Nagorno Karabaj y el Sáhara Occidental son dos realidades recientes de los Estados de facto. ¿Cuál es la situación de estos y qué soluciones tienen?  

La escena se vivió en el Kremlin, con el mandatario ruso Vladímir Putin como maestro de ceremonias. En su primer encuentro tras el final del conflicto en el enclave armenio de Nagorno Karabaj en noviembre pasado, los presidentes de Armenia, Nikol Pashinian, y de Azerbaiyán, Ilham Aliyev, acordaron retomar las relaciones, en particular abriendo canales de comunicación entre Ereván y Bakú, tras tres meses de conflicto armado que dejó un millar de víctimas mortales.

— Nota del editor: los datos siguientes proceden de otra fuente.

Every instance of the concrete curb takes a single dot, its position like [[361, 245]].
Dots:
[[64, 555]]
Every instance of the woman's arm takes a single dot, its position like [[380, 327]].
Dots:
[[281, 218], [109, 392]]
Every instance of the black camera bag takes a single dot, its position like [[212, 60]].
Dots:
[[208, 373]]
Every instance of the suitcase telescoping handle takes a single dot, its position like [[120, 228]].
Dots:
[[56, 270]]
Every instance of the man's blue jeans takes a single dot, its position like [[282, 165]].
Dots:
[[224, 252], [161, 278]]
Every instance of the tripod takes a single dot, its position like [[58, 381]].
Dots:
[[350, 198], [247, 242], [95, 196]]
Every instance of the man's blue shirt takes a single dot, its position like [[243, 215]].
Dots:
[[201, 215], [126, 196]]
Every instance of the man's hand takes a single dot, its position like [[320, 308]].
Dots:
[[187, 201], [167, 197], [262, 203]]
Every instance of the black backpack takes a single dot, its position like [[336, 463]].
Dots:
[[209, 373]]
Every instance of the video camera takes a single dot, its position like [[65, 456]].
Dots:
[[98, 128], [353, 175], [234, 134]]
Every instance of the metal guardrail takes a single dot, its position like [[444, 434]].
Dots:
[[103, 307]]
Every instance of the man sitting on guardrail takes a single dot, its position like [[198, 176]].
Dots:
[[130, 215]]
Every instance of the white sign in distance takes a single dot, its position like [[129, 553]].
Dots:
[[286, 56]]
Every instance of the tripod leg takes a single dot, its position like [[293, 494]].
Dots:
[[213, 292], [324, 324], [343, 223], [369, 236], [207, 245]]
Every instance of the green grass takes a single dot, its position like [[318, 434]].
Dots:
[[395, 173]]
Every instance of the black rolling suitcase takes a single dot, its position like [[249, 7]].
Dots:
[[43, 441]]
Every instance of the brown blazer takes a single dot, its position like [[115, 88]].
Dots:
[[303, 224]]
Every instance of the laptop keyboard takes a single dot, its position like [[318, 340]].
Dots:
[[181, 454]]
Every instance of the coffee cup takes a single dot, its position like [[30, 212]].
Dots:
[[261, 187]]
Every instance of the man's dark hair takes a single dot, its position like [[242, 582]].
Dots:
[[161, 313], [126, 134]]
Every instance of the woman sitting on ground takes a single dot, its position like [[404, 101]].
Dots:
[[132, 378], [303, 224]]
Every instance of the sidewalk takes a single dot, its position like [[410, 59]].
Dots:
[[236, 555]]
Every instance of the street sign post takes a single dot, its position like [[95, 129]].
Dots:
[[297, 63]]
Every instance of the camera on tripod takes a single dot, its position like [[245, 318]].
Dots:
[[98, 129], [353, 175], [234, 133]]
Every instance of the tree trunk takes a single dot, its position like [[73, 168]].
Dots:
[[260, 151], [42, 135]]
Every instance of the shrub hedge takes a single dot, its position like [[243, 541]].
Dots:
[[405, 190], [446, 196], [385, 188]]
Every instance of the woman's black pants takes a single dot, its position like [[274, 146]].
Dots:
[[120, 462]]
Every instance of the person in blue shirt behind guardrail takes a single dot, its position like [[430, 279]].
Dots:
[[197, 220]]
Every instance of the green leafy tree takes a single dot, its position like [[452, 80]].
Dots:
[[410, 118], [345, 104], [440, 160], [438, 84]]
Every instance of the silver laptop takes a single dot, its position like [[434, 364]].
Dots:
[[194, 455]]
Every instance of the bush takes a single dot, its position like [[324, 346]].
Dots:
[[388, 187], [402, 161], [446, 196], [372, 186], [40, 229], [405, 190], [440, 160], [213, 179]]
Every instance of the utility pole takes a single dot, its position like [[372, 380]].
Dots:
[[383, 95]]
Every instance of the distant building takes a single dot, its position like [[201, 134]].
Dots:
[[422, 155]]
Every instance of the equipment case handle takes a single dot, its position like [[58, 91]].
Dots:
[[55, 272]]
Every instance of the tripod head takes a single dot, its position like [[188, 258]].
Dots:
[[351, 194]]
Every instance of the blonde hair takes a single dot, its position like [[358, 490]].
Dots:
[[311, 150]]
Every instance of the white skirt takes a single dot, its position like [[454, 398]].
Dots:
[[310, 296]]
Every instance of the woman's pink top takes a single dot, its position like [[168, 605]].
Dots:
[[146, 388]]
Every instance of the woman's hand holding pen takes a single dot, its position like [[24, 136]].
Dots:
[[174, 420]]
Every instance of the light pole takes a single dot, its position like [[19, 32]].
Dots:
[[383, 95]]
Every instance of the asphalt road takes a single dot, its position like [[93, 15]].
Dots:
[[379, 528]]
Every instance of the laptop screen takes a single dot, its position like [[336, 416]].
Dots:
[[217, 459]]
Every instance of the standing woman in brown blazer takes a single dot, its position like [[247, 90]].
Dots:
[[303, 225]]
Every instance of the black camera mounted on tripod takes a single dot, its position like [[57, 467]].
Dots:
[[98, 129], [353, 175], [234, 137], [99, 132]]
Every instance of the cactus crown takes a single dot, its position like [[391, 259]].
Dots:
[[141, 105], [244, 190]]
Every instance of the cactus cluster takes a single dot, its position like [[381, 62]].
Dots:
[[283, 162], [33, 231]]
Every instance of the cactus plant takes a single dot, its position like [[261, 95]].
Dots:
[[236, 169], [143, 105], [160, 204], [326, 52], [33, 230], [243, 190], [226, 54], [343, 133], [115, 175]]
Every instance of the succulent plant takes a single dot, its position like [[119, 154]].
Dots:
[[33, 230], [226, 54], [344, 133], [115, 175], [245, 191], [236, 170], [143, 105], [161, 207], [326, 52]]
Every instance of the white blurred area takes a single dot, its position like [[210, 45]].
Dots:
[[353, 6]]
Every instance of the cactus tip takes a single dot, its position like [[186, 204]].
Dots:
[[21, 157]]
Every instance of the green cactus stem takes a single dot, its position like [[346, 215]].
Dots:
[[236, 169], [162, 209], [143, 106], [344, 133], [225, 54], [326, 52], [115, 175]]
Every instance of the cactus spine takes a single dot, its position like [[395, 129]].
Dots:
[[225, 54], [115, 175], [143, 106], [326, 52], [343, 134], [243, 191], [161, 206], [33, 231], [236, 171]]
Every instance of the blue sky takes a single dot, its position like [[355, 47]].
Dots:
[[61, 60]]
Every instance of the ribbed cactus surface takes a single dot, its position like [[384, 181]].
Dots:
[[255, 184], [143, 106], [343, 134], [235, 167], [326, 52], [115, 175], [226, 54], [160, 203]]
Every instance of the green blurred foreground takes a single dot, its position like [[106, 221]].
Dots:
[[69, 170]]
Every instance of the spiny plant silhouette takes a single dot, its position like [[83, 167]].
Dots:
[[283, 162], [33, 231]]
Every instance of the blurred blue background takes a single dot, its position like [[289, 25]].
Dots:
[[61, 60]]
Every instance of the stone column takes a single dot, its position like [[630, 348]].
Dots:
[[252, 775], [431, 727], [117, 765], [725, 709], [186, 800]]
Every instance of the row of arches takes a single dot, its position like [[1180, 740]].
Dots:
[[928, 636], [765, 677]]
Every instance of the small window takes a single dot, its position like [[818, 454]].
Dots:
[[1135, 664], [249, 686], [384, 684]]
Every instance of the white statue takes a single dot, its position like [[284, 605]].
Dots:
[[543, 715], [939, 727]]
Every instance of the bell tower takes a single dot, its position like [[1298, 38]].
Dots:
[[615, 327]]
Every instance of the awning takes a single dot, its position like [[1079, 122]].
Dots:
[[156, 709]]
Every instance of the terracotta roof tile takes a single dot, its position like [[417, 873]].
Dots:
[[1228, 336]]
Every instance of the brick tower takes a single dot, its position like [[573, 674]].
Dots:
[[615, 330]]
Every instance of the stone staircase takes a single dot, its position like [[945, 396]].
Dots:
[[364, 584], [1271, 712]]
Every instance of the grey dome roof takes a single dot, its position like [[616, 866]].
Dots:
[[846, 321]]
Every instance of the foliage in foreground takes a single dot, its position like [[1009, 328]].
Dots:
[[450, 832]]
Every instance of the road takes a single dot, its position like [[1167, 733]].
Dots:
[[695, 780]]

La intermediación de Putin, pero también de Turquía, fue determinante para detener el conflicto, obviamente con intereses geopolíticos a la vista. De este modo, la pax rusa en Nagorno Karabaj le permite al Kremlin mantener esferas de influencia cada vez mayores en el espacio caucásico y Asia Central pero también en relación a Oriente Medio, donde la intervención militar rusa en Siria a partir de 2015 le ha permitido a Putin ejercer un papel prácticamente de árbitro regional.

Del mismo modo, en diciembre pasado, y de una manera inesperada, el ya expresidente estadounidense Donald Trump realizaba una inédita declaración de reconocimiento de la soberanía de Marruecos sobre el disputado territorio del Sáhara Occidental. Toda vez, un mes antes, el Frente Polisario saharaui declaraba el final del alto al fuego vigente desde 1991 con Marruecos, así como el regreso a las armas.

La decisión de Trump, mediatizada por su intención de asegurar el reconocimiento marroquí al Estado de Israel, colocaba el tema saharaui en el tablero internacional tras años de casi ...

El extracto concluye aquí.